Ketika itu, pramugari menawarkan kepada seorang penumpang wanita yang juga duduk di area yang sama seberang gang agar pindah posisi ke bangku depan. Tak dinyana, penumpang wanita itu malah mengeluarkan umpatan disertai ucapan yang kurang pantas. Ia merasa mendapat perlakukan diskriminatif karena “tidak diperbolehkan” duduk di area pintu darurat.
Bahkan, si penumpang wanita sempat-sempatnya mengeluarkan ancaman, dirinya akan turun dari pesawat kalau ia dipaksa pindah. Barangkali karena tidak siap menghadapi perlawanan dan ancaman, sembari tersenyum, si pramugari pun lantas minta maaf dan segera berlalu ke belakang.
Dalam hati saya bertanya, kok minta maaf? Kalau tindakan pramugari sesuai prosedur, mengapa harus mengalah? Menuruti kemauan si penumpang yang dinilai tidak memenuhi syarat untuk tetap duduk di area pintu darurat jelas mempertaruhkan keselamatan banyak penumpang lain.
Juga sama dengan kasus diskusi perusahaan supplier di atas. Sejatinya potensi resiko bagi si pelanggan sangat besar kalau memberikan purchase order ketika jadwal produksi sudah dekat. Mengapa manajer pemasaran tidak memberikan advise kepada si pelanggan? Konyol kalau memperlakukan semua pelanggan sama, apalagi kalau semua pelanggan dianggap raja.Menurut saya, perusahaan yang ingin mencapai eksistensi yang berkesinambungan sudah saatnya meng-update sikap mereka terhadap pelanggan. Paling tidak lakukan tiga hal berikut.

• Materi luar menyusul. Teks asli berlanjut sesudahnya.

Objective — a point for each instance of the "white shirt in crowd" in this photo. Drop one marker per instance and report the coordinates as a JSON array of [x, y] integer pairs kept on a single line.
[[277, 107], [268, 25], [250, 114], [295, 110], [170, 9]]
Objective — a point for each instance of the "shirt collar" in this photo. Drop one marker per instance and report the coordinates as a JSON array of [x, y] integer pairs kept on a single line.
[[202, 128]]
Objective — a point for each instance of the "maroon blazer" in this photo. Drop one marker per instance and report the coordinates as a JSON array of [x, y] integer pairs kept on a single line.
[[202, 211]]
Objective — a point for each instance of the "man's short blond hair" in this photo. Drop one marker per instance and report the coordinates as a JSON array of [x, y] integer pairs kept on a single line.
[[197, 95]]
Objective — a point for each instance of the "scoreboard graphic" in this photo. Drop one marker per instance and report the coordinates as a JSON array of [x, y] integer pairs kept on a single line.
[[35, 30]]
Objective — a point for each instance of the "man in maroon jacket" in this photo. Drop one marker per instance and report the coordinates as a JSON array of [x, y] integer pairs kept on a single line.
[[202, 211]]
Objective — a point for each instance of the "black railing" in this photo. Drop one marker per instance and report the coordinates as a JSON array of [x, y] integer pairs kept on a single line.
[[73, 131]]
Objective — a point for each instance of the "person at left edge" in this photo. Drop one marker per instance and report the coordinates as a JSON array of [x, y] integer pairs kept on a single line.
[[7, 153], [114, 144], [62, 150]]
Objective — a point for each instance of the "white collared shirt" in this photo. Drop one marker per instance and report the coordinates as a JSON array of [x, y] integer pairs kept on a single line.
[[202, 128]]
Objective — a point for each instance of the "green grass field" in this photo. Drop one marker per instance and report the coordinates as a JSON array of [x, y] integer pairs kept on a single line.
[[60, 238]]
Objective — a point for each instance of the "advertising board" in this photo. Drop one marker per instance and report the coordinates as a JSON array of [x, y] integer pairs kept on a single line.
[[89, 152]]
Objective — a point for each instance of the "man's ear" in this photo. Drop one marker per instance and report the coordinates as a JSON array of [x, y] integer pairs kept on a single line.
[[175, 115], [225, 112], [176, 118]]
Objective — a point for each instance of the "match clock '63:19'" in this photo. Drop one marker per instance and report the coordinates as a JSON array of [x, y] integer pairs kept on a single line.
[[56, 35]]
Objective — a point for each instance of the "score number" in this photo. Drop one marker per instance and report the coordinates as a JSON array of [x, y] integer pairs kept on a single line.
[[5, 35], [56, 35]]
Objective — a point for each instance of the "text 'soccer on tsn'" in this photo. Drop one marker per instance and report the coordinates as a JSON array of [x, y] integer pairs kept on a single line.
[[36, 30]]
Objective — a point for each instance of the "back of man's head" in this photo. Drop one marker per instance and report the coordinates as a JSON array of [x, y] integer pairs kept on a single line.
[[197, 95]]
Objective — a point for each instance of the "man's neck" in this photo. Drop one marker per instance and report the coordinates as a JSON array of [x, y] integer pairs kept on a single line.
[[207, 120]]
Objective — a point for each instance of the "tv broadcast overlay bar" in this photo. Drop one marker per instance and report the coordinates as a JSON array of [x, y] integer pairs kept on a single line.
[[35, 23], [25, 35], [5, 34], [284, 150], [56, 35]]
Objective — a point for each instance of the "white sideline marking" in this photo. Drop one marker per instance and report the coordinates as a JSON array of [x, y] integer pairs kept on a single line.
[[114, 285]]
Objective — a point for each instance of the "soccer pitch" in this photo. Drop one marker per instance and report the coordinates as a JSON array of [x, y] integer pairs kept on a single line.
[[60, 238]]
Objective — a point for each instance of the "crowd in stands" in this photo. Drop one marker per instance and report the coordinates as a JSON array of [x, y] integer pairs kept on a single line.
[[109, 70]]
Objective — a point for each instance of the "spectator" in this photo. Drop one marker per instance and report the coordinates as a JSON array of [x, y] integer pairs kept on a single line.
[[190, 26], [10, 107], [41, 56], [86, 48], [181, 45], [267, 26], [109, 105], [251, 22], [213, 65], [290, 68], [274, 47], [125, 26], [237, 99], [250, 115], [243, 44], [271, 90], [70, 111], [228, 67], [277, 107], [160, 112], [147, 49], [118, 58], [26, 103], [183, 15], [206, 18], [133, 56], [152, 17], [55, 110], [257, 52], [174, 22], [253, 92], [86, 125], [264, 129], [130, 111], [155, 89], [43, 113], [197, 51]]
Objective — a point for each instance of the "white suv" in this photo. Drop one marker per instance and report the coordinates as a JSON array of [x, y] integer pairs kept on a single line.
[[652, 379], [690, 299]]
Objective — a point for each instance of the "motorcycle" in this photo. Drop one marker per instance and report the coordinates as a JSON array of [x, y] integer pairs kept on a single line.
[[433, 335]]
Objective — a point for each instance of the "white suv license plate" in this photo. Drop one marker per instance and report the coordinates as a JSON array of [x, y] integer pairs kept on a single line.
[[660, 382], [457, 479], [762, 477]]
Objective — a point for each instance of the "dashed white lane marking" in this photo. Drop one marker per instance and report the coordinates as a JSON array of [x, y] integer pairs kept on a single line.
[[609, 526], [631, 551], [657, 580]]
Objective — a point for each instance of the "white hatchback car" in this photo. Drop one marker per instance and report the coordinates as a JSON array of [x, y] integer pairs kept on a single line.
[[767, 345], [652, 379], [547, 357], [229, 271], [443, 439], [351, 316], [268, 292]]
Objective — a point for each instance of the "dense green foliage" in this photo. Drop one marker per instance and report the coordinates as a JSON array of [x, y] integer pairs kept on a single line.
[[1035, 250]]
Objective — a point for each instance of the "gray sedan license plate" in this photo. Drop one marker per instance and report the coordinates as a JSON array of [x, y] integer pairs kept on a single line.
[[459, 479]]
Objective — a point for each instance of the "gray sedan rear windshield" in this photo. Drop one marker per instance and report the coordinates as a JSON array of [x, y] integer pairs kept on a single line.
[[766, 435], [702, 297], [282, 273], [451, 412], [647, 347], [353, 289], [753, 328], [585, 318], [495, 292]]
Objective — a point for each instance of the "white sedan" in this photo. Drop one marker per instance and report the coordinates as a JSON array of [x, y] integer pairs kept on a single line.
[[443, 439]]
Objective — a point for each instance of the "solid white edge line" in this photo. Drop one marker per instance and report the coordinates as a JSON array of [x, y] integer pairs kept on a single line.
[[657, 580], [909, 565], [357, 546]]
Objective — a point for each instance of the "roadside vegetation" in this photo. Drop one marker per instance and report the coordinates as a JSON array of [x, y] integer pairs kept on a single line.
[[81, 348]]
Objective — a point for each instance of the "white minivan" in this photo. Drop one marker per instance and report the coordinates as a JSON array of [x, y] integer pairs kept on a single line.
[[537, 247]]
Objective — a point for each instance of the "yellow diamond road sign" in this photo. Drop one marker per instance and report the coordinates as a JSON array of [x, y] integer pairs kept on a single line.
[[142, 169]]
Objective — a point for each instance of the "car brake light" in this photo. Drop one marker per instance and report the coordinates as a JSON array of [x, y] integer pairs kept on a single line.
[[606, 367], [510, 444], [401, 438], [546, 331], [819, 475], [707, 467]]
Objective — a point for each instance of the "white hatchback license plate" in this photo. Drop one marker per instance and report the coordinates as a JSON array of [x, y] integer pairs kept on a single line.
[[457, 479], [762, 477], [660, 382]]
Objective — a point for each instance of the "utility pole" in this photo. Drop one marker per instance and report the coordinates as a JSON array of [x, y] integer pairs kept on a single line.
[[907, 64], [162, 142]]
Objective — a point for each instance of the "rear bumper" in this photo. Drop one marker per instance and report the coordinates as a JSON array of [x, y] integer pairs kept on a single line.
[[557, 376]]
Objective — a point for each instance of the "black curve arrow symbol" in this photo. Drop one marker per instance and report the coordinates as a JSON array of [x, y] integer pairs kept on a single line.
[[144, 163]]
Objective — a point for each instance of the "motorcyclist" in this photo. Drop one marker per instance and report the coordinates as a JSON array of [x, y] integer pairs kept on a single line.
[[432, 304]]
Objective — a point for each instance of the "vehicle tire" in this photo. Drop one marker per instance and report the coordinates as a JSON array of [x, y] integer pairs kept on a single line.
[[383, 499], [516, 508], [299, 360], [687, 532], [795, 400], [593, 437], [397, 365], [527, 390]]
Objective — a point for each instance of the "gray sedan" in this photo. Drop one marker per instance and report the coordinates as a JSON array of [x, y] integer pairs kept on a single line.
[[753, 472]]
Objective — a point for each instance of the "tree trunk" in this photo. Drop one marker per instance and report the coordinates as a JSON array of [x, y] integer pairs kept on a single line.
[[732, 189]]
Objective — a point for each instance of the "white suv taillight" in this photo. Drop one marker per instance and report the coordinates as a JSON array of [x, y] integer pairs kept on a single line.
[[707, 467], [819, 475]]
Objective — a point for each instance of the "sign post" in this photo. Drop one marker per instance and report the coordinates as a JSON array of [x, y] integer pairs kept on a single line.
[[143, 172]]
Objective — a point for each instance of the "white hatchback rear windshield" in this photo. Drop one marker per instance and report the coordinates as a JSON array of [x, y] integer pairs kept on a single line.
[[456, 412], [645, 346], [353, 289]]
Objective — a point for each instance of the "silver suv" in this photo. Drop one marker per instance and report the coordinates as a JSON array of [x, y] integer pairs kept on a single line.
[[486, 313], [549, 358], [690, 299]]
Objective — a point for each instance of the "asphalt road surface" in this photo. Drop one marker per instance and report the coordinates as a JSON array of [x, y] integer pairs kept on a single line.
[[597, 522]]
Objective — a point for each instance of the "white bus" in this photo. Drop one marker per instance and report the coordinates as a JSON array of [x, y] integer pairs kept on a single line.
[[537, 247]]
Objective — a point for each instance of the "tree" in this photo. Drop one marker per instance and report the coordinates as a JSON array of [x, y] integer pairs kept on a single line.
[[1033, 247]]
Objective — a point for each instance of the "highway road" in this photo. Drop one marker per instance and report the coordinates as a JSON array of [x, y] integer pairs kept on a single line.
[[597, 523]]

Pertama, bangun nilai-nilai baru yang berbasis pemikiran bahwa kalau perusahaan ingin tetap eksis, maka anda harus memastikan perusahaan pelanggan terbebas dari hambatan untuk mencapai kesinambungan (sustainability).
Yakinlah bahwa hanya pelanggan yang berkesinambungan yang akan membuat eksistensi perusahaan anda juga berkesinambungan.
Kedua, tanamkan juga nilai bahwa pelanggan bukanlah raja yang harus selalu dituruti, tetapi mitra yang sejajar untuk mencapai tujuan masing-masing perusahaan.
Ketiga, berani dan harus menyampaikan hambatan atau potensi masalah pelanggan yang anda lihat kepada mereka. Informasikan kepada mereka dampaknya yang potensial di masa depan, bukan yang ada saat ini.
Itulah bekal untuk sukses berkesinambungan.